Radiation Response of Oxide Dispersion Strengthened Alloy

Abstract

Ferritic-martensitic (F/M) steels are known to have greater resistance to void swelling, higher thermal conductivities and lower thermal expansion coefficients than austenitic steels do. The strength and swelling resistance of F/M alloys can be further improved through adding fine dispersions of various yttria oxides. The majority of such oxide-dispersion-strengthened (ODS) alloys introduce dispersoids in ferrite phases. However, previous studies have shown that in the absence of dispersoids, the ferrite phase is significantly less swelling resistant than the tempered martensite phase.

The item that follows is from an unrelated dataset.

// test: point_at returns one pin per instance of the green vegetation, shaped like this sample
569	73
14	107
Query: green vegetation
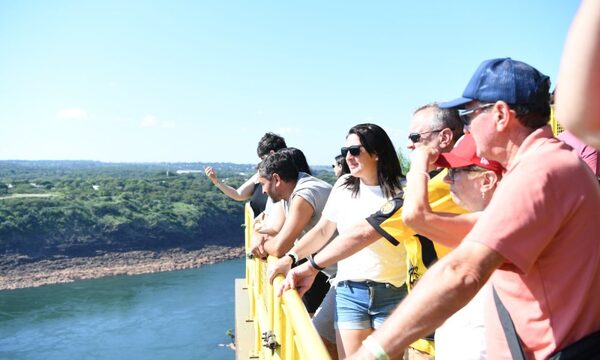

A dual-phase 12Cr ODS alloy with improved corrosion and oxidation resistance exhibits promising microstructural stability and void swelling resistance under 3.5 MeV Fe^2+ ion irradiation at elevated temperatures. Dispersoids were originally present in both ferrite and tempered martensite grains, with the latter having a wider range of dispersoid sizes. In both phases dispersoids larger than 10 nm in diameter are incoherent with the matrix, while smaller dispersoids exhibit coherency. Beyond radiation damage of 60 displacements per atom (dpa), dispersoids in both phases appear to approach a near-identical equilibrium size, which depends on irradiation temperature. The evolution of dispersoids under irradiation was found to be related to the interface configuration. Grain morphology was found to be stable under irradiation up to a peak dpa of 800. Compared to other ferritic-martensitic alloys, the ion-induced swelling of this alloy is quite low, arising from swelling resistance associated with both tempered martensite and dispersoids in both phases. The swelling in tempered martensite is an order of magnitude less than in the ferrite phase.